The Noble Group completed the sale of its 49% stake in its agricultural unit to state-owned China National Cereals, Oils and Foodstuffs Corporation (COFCO) for US$750M on 4 March.
The sale leaves COFCO as the sole owner of Noble Agri, having bought a 51% stake in the unit for US$1.5bn in 2014.
The unit will be called COFCO Agri and will trade and process a wide range of agricultural products including grains, oilseeds, sugar, cocoa, coffee and cotton.
“The acquisition will greatly accelerate COFCO’s internationalisation and global positioning,” chairman Frank Gaoning Ning has said.
The sale was announced on 15 December and was approved by Noble Group shareholders on 28 January.
Noble chief executive Yusuf Alireza had previously told a shareholder meeting in Singapore that the sale would improve the liquidity and balance sheet of the company. He said although the company was carrying US$2.6bn in debt that was scheduled to mature, these debts could be rolled over.
The Singapore-listed group posted its first annual loss in nearly 20 years on 25 February, reporting a net loss of US$1.67bn for the year ending 31 December against a profit of US$132M a year earlier.
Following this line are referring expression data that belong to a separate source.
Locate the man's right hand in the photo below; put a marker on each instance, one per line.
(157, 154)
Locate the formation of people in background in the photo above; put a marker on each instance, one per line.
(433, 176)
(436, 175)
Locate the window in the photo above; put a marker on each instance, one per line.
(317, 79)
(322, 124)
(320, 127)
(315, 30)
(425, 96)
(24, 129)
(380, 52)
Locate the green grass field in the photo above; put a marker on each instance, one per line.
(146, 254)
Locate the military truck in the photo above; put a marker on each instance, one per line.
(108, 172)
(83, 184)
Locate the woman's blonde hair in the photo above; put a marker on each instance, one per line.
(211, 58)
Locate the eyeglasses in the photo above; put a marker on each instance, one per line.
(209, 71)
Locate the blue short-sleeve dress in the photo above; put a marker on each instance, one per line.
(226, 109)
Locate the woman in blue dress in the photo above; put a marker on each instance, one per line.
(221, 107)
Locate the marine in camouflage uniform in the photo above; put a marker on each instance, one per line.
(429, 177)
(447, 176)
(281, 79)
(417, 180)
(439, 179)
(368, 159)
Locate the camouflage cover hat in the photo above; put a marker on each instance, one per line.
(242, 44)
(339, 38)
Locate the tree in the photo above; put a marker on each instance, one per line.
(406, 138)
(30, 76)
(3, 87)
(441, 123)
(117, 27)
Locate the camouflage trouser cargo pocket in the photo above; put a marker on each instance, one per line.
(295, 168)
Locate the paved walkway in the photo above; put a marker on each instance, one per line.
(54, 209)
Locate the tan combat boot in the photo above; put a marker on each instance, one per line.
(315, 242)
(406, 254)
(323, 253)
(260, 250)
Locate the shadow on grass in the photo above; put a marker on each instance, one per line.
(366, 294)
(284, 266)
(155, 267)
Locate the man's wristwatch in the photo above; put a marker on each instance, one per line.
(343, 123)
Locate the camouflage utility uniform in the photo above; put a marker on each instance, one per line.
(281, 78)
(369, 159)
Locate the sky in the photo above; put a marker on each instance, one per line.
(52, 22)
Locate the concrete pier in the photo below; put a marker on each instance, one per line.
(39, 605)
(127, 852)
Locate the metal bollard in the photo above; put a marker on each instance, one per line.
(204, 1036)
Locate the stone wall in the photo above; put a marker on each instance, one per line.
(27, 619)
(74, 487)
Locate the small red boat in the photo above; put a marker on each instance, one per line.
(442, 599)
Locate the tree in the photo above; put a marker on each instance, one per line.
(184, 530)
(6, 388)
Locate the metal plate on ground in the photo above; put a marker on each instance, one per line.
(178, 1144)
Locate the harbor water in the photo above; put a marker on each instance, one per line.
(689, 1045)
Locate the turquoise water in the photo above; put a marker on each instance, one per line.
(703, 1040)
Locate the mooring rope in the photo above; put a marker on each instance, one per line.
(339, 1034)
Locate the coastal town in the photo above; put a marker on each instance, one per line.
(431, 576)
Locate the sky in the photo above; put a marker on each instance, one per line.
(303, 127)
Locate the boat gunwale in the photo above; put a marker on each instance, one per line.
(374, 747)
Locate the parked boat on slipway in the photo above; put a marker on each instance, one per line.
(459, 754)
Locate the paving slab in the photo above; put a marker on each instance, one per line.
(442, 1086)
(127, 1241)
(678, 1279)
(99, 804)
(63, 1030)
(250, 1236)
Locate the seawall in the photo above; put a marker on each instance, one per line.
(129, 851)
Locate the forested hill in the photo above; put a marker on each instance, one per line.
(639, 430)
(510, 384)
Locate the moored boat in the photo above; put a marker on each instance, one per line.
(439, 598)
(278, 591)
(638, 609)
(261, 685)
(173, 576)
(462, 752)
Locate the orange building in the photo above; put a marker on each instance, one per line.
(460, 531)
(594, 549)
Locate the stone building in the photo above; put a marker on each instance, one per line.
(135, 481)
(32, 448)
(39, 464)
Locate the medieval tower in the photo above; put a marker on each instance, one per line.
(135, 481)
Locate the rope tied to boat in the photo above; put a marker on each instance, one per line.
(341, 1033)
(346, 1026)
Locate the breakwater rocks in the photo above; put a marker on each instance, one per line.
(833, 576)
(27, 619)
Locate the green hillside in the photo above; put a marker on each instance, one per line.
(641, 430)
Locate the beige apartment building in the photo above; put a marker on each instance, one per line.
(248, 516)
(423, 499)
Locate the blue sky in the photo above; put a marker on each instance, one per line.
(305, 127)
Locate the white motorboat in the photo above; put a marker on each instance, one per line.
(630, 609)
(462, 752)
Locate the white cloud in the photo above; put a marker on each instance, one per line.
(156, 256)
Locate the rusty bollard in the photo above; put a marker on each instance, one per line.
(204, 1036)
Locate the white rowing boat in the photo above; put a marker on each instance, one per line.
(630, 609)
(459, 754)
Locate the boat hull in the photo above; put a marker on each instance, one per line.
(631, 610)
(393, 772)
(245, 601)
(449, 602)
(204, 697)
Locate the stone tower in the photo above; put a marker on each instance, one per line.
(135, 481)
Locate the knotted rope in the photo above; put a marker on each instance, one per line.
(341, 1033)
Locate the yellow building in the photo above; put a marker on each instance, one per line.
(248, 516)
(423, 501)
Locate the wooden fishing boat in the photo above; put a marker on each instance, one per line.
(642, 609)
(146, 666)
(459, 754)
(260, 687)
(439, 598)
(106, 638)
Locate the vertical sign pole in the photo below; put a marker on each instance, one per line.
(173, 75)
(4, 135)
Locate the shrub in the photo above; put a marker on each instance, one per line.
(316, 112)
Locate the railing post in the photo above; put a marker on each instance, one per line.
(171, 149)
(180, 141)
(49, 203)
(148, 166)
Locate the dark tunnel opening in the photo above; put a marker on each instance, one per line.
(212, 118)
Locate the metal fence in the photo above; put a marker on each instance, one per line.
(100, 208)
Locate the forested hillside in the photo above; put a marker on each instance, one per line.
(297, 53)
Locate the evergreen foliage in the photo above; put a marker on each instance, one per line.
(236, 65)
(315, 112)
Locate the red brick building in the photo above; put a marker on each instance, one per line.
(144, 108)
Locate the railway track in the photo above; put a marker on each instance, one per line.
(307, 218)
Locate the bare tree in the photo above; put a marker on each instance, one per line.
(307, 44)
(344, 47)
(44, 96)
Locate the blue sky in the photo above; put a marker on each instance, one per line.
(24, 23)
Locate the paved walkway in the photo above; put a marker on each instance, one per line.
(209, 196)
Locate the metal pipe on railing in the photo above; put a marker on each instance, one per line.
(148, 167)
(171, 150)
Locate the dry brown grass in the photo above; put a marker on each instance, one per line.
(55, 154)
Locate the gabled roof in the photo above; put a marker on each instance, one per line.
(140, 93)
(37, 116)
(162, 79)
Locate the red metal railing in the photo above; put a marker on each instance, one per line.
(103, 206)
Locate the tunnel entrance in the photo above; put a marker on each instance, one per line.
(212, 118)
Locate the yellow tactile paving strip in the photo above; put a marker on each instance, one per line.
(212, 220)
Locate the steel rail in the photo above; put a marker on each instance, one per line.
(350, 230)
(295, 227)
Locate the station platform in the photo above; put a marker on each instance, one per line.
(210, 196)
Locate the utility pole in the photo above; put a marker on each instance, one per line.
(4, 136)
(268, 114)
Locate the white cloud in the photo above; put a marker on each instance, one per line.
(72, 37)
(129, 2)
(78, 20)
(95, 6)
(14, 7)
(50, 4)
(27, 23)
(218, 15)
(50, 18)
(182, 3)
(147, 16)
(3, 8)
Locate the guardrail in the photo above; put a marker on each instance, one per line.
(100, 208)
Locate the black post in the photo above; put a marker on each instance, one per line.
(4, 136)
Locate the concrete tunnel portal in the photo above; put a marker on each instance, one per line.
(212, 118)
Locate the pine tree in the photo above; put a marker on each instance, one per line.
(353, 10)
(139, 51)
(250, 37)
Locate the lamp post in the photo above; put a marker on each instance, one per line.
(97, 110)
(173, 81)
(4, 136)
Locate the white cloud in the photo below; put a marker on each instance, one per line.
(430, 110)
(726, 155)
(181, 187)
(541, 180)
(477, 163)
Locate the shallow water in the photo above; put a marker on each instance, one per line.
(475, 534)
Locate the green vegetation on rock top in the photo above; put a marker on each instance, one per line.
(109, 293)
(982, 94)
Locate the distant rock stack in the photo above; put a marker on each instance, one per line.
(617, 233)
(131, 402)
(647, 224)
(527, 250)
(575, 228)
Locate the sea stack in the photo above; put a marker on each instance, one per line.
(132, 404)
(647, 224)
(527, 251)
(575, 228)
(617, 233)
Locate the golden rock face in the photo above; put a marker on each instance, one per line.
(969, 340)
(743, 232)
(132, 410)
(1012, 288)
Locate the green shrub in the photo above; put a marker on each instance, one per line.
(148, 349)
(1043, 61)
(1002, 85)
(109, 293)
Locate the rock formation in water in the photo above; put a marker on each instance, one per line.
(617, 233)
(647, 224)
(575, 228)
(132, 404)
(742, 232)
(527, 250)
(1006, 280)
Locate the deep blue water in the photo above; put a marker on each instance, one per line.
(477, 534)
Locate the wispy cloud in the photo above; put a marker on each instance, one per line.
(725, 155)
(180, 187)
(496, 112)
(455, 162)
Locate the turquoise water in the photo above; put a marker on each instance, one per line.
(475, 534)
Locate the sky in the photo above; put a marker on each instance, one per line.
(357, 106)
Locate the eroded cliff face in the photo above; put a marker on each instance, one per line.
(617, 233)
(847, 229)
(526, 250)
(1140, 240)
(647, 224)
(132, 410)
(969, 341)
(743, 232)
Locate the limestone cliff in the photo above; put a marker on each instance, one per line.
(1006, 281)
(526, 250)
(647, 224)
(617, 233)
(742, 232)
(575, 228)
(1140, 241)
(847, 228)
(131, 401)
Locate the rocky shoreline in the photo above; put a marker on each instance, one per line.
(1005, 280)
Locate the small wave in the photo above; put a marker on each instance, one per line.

Net profit from its underlying businesses more than halved to US$244M.
It said in a Reuters report that it would revert to its core strategy of being an asset-light physical merchant and diversify away from its historical reliance on industrial commodities.
Moody’s Investors Service and Standard and Poor’s recently cut the company’s credit rating to junk based on liquidity concerns amid a struggling commodities market, CNBC said.
Noble shares had fallen more than 70% since February 2015, when a firm called Iceberg Research published a report alleging that the Singapore-listed trader’s accounting treatment was “unusual,” resulted in “fabricated” profit and “intentionally misleads credit agencies and investors.”
Noble has consistently denied the allegations and commissioned an independent review of its accounting from PricewaterhouseCoopers, which found Noble's accounting was in line with international standards.